又如,增设的妨害安全驾驶罪是不利于被告的规定。《刑法修正案(十一)》将“对行驶中的公共交通工具的驾驶人员使用暴力或者抢控驾驶操纵装置,干扰公共交通工具正常行驶,危及公共安全”及“驾驶人员在行驶的公共交通工具上擅离职守,与他人互殴或者殴打他人,危及公共安全”的行为,认定为妨害安全驾驶罪,扩张了处罚范围。既往实务中对上述类型的行为的定性,因行为的危害性大小不同而存在差异,根据2018年11月司法大数据专题报告《关于公交车司乘冲突引发刑事案件分析》,2016年1月1日至2018年10月31日,各级法院一审审结的公交车司乘冲突刑事案件共233件,判处的罪名,以危险方法危害公共安全罪占比39.01%、故意伤害罪占比30.04%、寻衅滋事罪占比10.31%、交通肇事罪占比3.95%。(6)参见《司法大数据专题报告之公交车司乘冲突引发刑事案件分析》,载最高人民法院网,http://www.court.gov.cn/zixun-xiangqing-130611.html,最后访问日期:2021年11月13日。虽然司乘冲突有被认定为以危险方法危害公共安全罪等重罪的案件,但多数案件没有认定为犯罪而被治安处罚,或者不处罚。2019年1月8日最高人民法院、最高人民检察院、公安部《关于依法惩治妨害公共交通工具安全驾驶违法犯罪行为的指导意见》也明确,妨害安全驾驶行为并非都是刑法意义上的犯罪,更非都认定为以危险方法危害公共安全罪。新法增设妨害安全驾驶罪,是将本不该认定为是犯罪的妨害安全驾驶行为入罪,扩张了犯罪圈,兼顾了该罪与交通肇事罪、以危险方法危害公共安全罪之间的协调关系,规定了“同时构成其他犯罪的,依照处罚较重的规定定罪处罚”。有学者认为,增设妨害安全驾驶罪是有利于被告的规定,是将本该成立以危险方法危害公共安全罪、劫持汽车罪等的行为,变更规定为妨害安全驾驶罪。(7)参见张明楷:《刑法学(上)》(第6版),法律出版社2021年版,第107页。这种理解,与严惩妨害安全驾驶行为的立法精神相冲突,也忽略了妨害安全驾驶罪与其他犯罪之间存在竞合,未注意到既往实践中大量的妨害安全驾驶行为未被认定为犯罪,而不是都认定为以危险方法危害公共安全罪。

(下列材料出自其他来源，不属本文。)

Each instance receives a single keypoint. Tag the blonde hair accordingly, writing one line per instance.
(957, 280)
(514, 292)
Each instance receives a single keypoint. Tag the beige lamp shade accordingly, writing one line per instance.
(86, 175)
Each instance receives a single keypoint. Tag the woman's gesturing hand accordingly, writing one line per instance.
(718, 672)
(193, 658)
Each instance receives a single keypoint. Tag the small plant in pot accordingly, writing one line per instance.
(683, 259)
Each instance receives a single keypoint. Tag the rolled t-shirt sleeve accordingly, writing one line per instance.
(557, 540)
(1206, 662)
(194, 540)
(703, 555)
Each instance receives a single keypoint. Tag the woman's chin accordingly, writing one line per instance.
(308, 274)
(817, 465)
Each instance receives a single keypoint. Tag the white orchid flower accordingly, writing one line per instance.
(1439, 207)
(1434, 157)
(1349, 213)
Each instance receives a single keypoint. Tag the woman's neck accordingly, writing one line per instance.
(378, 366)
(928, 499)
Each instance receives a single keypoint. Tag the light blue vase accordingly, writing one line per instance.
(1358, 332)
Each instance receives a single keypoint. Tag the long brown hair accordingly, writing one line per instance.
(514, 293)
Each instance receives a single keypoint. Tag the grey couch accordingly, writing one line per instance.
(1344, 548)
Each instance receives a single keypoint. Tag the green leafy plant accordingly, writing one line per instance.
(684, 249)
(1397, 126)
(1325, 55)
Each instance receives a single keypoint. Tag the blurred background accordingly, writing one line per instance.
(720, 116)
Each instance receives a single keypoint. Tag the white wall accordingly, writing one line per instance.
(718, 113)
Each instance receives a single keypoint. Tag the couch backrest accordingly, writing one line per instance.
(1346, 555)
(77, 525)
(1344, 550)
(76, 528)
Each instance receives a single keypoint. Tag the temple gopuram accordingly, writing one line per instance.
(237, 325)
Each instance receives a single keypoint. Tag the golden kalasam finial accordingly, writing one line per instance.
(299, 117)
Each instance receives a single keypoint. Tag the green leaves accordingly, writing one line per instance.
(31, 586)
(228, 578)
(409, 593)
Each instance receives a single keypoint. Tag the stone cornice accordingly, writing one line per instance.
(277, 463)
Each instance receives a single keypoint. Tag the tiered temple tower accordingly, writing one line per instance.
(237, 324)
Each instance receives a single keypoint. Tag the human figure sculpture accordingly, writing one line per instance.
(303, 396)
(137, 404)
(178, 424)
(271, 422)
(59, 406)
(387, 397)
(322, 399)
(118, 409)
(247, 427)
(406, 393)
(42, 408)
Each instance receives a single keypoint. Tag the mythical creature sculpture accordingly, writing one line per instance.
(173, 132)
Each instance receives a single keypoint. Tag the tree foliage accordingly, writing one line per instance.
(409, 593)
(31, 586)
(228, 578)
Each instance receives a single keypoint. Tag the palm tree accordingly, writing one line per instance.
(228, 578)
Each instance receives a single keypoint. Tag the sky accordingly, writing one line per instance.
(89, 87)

又如,增设的妨害药品管理罪是不利于被告的规定。从形式上看,《刑法修正案(十一)》增设妨害药品管理罪,是将部分原本符合生产、销售假药罪的行为“分离”至妨害药品管理罪,是有利于被告的规定。但是,2019年8月修改后的《药品管理法》已经将假药的范围缩小,对于生产、销售质量合格但程序上不规范的药品,即“以假药论处”的药品,不以生产、销售假药罪论处。《刑法修正案(十一)》增设妨害药品管理罪这一轻罪,是将不构成生产、销售假药罪的行为,即生产、销售“以假药论处”的药品的行为,认定为妨害药品管理罪。2019年8月《药品管理法》修改后、《刑法修正案(十一)》通过前,审判实务中对于生产、销售“以假药论处”的药品,也多不认定为是犯罪。(8)参见浙江省遂昌县人民检察院遂检公诉刑不诉(2019)65号不起诉决定书。从中国裁判文书网公布的判决书数量来看,相比2018年同期,2020年以生产、销售假药罪判决的案件数量下降超过52%,其中2018年868件,2020年448件,这一数据对比也可以说明,2019年《药品管理法》的修改事实上缩小了生产、销售假药罪的范围,将生产、销售“以假药论处”的药品出罪。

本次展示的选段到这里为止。